This week, I was pretty much knocked off my feet when I peeled back the packaging from my contributor’s copy of Poet’s Market 2012 and found my own name–that oddly familiar and now, suddenly somewhat alien collection of letters–looking back at me from the cover. Poet’s Market has been my constant companion for the past 20 years, accompanying my lifelong ache to sculpt experience in words–and then, gasp, send those words out into the world. I am incredibly honored and humbled to be appearing inside and outside of this important tome.
Then, as if there could possibly be a higher high, suddenly there was: a friend asked, ahem, was I planning to celebrate also being on the cover of Writer’s Market 2012? I’m not sure how I managed this, but I had somehow completely missed seeing my name right there, front and center, on the contributor’s copy of Writer’s Market 2012 received a week or two earlier. An embarrassment of riches. A blind spot for success.
All day, I’ve been trying to find the words for what it feels like to contribute to publications that have shaped my writing life. And then see my name on the cover. My. Name. The closest life experience that mirrors the feeling is when I sat in the pediatrician’s office with my week-old son in my arms and my mother at my side. I was filling out paperwork, and in the section where I was to fill in a name for “Mother” I kind of blanked, then turned to my mother to ask her what she thought that question meant — whose mother. She had always been “Mother” and now, we decided, it was time for my name in that field. (Such is the confusion cocktail of extreme sleep deprivation, pain medication post-C-section, and euphoria.) The transition from daughter to mother as lead archetype has been a profound one. And it seems as if inhabiting the authority archetype in my writing life has been even more complicated to comprehend and embody.

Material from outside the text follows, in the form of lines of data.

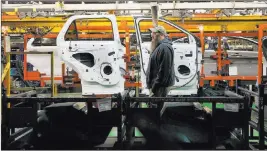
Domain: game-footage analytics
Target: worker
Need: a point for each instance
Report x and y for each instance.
(160, 72)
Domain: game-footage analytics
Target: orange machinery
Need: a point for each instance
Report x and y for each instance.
(35, 75)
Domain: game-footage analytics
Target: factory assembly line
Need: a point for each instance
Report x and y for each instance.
(74, 76)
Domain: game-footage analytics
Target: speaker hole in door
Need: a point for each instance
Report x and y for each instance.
(107, 70)
(183, 70)
(85, 58)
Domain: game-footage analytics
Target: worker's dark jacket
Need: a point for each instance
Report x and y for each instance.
(160, 71)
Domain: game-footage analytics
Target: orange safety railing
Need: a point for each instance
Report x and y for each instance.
(221, 63)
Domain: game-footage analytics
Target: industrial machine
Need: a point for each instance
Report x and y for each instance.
(111, 98)
(100, 65)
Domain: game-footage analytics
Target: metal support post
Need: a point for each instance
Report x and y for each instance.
(213, 132)
(52, 75)
(246, 117)
(261, 117)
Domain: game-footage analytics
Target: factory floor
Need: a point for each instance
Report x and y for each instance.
(113, 132)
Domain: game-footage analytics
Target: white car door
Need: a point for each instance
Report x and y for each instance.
(186, 58)
(90, 45)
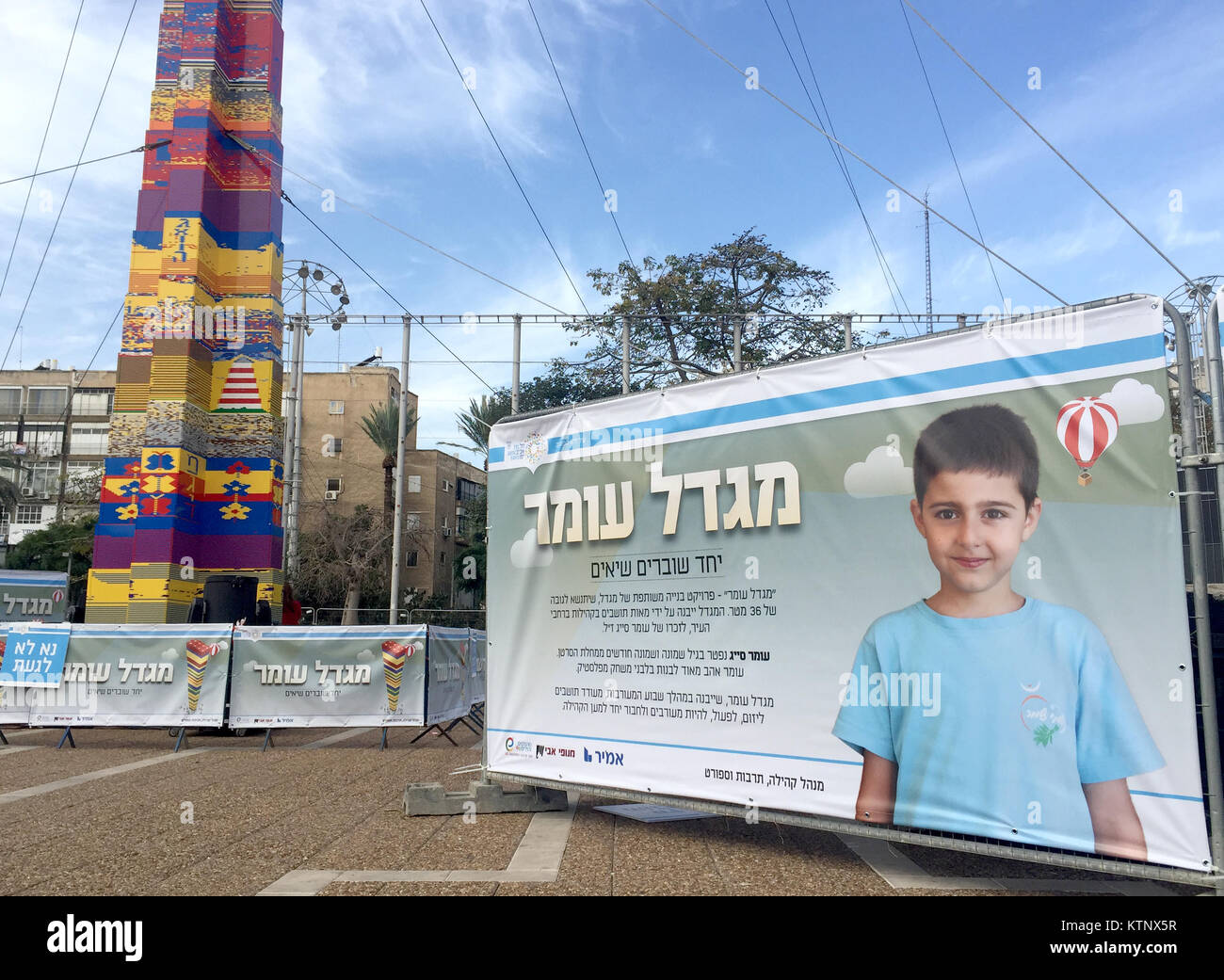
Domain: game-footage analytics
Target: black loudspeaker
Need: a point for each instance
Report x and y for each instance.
(229, 599)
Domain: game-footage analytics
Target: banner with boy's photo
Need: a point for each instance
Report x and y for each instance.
(731, 591)
(129, 674)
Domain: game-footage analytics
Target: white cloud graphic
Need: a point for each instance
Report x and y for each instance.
(1135, 401)
(882, 474)
(525, 554)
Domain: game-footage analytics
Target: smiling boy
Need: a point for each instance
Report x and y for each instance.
(1036, 731)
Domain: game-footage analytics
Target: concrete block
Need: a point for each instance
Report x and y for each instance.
(429, 799)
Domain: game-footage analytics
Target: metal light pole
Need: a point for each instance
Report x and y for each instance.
(396, 547)
(310, 278)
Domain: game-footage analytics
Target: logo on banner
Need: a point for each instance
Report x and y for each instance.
(518, 747)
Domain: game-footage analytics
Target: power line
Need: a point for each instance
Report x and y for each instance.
(953, 152)
(586, 148)
(372, 279)
(506, 160)
(158, 145)
(64, 201)
(41, 146)
(885, 269)
(360, 209)
(1056, 153)
(852, 153)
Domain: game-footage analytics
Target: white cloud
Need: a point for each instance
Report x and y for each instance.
(884, 474)
(525, 554)
(1135, 401)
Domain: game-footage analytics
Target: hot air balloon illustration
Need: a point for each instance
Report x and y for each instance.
(1087, 427)
(393, 668)
(199, 657)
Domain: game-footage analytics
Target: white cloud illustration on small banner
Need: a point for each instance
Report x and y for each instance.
(882, 474)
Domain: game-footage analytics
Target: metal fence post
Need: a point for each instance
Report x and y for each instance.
(1199, 572)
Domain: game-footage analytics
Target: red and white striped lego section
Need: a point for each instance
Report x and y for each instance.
(241, 391)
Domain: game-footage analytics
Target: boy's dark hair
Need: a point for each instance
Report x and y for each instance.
(980, 438)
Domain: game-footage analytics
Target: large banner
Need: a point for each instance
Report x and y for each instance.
(285, 677)
(448, 684)
(133, 676)
(13, 703)
(477, 667)
(731, 591)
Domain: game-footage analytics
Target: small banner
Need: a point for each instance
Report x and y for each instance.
(285, 677)
(33, 596)
(130, 676)
(447, 689)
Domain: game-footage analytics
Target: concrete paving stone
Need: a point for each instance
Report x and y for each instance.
(353, 887)
(45, 764)
(488, 844)
(440, 889)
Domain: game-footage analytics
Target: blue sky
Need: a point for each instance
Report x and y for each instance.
(374, 110)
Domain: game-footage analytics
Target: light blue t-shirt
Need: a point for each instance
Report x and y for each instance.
(995, 722)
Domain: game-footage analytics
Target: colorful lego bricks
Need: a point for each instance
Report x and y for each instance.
(192, 484)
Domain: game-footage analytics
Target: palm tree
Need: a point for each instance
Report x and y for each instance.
(10, 469)
(477, 421)
(382, 426)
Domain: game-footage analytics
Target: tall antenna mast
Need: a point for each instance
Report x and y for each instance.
(926, 215)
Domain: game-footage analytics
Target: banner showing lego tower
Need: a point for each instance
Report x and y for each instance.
(192, 486)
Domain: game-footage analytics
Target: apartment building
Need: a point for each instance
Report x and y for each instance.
(437, 492)
(56, 423)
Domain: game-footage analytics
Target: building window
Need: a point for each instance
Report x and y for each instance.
(40, 480)
(47, 400)
(93, 401)
(89, 438)
(28, 514)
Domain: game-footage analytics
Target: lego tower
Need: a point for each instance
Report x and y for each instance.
(192, 482)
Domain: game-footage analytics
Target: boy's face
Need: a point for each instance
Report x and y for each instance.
(974, 523)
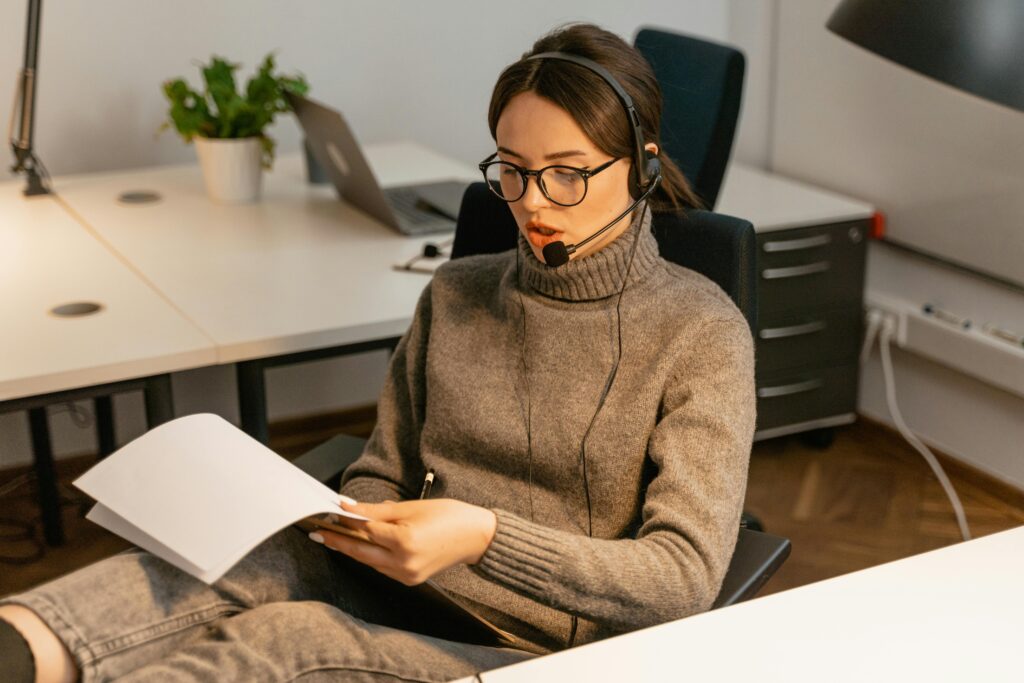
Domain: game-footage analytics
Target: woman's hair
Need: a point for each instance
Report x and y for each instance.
(593, 103)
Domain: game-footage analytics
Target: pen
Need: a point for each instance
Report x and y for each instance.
(428, 481)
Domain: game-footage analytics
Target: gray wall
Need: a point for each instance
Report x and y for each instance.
(398, 70)
(948, 171)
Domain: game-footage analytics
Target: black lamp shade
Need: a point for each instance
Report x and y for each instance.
(974, 45)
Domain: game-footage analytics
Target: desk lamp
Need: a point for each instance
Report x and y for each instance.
(25, 158)
(973, 45)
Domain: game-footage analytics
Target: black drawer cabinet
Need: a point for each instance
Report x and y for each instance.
(810, 323)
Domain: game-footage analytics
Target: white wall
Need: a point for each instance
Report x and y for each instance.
(948, 171)
(752, 29)
(398, 70)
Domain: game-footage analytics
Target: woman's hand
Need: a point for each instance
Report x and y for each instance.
(415, 540)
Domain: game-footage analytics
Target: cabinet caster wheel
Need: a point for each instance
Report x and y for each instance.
(819, 438)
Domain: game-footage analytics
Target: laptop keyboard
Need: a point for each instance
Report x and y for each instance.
(406, 203)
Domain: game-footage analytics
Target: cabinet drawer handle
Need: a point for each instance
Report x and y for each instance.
(797, 245)
(796, 270)
(790, 389)
(793, 331)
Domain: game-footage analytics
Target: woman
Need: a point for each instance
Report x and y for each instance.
(587, 425)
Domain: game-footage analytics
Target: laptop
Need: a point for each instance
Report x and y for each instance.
(413, 210)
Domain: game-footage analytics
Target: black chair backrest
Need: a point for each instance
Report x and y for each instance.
(702, 85)
(721, 248)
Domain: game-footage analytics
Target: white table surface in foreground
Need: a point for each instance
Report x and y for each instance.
(297, 270)
(48, 259)
(950, 614)
(774, 203)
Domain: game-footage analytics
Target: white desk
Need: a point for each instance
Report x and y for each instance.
(950, 614)
(294, 271)
(295, 276)
(48, 259)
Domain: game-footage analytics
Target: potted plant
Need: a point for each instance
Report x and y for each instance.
(227, 126)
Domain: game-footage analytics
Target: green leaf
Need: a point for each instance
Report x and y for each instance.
(221, 112)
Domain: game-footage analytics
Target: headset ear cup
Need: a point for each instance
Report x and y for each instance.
(634, 182)
(652, 169)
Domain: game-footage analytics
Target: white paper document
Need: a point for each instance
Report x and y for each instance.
(201, 494)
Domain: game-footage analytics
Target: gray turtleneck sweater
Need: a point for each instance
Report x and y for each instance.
(494, 387)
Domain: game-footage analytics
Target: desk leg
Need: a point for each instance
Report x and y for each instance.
(105, 438)
(49, 498)
(252, 399)
(159, 400)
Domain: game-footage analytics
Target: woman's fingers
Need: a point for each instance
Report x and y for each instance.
(368, 553)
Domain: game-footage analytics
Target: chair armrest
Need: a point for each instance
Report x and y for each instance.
(329, 460)
(757, 557)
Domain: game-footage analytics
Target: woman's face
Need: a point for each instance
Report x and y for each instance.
(534, 132)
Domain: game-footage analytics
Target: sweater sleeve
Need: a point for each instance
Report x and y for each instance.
(389, 468)
(674, 567)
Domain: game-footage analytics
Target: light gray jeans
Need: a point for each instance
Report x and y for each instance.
(291, 610)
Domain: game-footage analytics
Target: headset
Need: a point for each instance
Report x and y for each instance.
(645, 174)
(644, 179)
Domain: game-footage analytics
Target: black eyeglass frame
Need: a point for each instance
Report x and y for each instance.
(525, 174)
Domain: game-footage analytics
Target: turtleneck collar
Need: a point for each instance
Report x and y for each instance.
(596, 275)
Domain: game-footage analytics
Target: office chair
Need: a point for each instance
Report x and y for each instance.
(702, 86)
(720, 247)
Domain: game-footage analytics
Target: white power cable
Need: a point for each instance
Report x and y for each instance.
(885, 339)
(875, 319)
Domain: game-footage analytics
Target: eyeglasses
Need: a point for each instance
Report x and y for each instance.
(564, 185)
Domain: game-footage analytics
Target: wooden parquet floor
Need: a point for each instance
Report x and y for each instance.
(866, 500)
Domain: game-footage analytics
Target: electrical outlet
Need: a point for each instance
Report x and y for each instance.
(892, 309)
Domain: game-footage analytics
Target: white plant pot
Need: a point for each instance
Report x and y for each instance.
(231, 168)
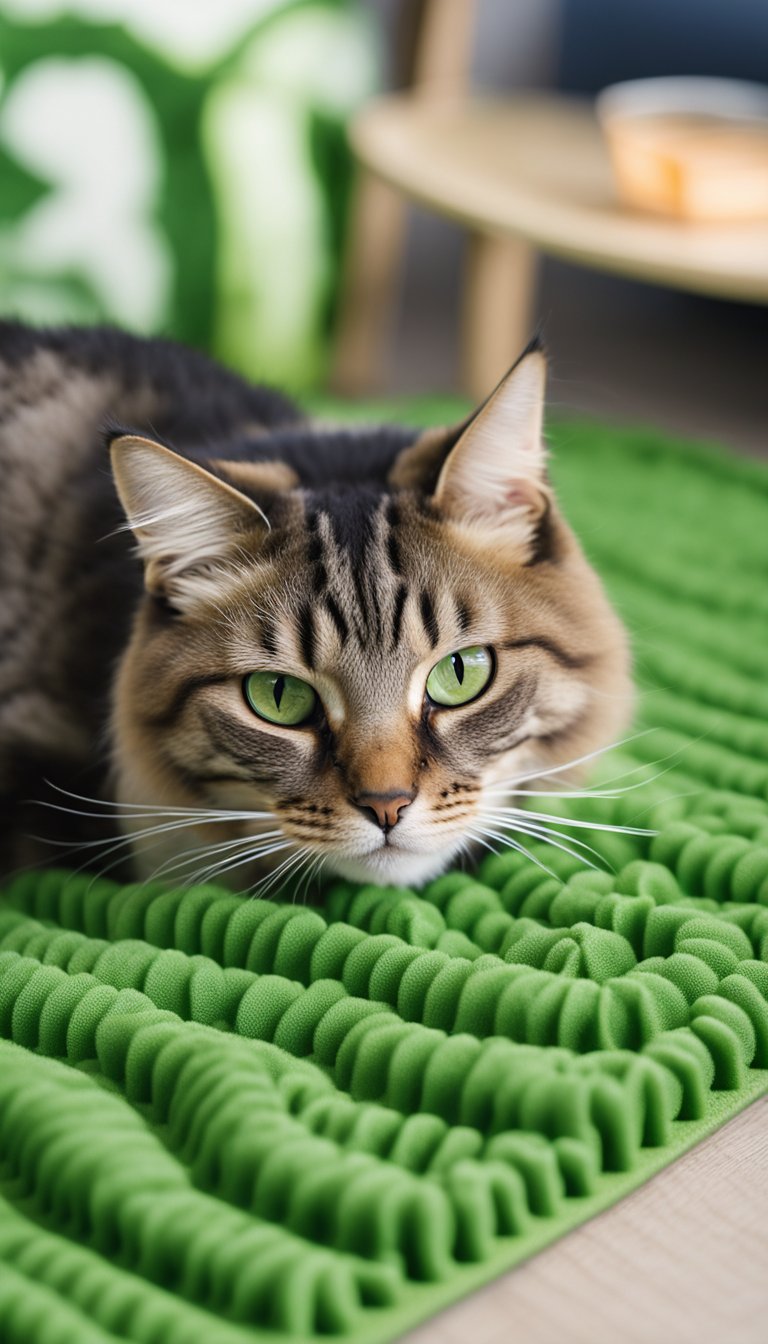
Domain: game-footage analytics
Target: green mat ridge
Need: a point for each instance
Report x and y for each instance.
(233, 1120)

The truth is, I have authority ambivalence. And this has cost me friendships (with people counting on me to stay a student forever), money (on classes I no longer needed), opportunities, and a clear reflection of who I am and what I have to give. This one-two visibility “punch” has me thinking about how hard it is sometimes to practice what I preach: celebrating and sharing successes. So, here goes, folks, the full Monty of all I am celebrating in my writing life this month:
Read Just-Published Sage Advice
“Making the Most of the Money You Earn” by Sage Cohen in Writer’s Market 2012
“Why Poets Need Platforms — And How to Create One” by Sage Cohen in Poet’s Market 2012
“Grow Your Writing Life” and “Claiming Your North Star” by Sage Cohen in The Writer’s Guide to Creativity from Writer’s Digest Yearbook
“10 Ways to Harness Fear and Fuel Your Writing” by Sage Cohen in the September 2011 issue of Writer’s Digest
“We Who Are about To Breed: Sage Cohen” — an interview about motherhood and the writing life, with We Who Are About To Die
See Sage Read
Writers Reflect on 9/11 at Powell’s on Hawthorne on Sunday, September 11–featuring authors Tami Kent, Tom Spanbauer, Jennifer Lauck, and Sage Cohen.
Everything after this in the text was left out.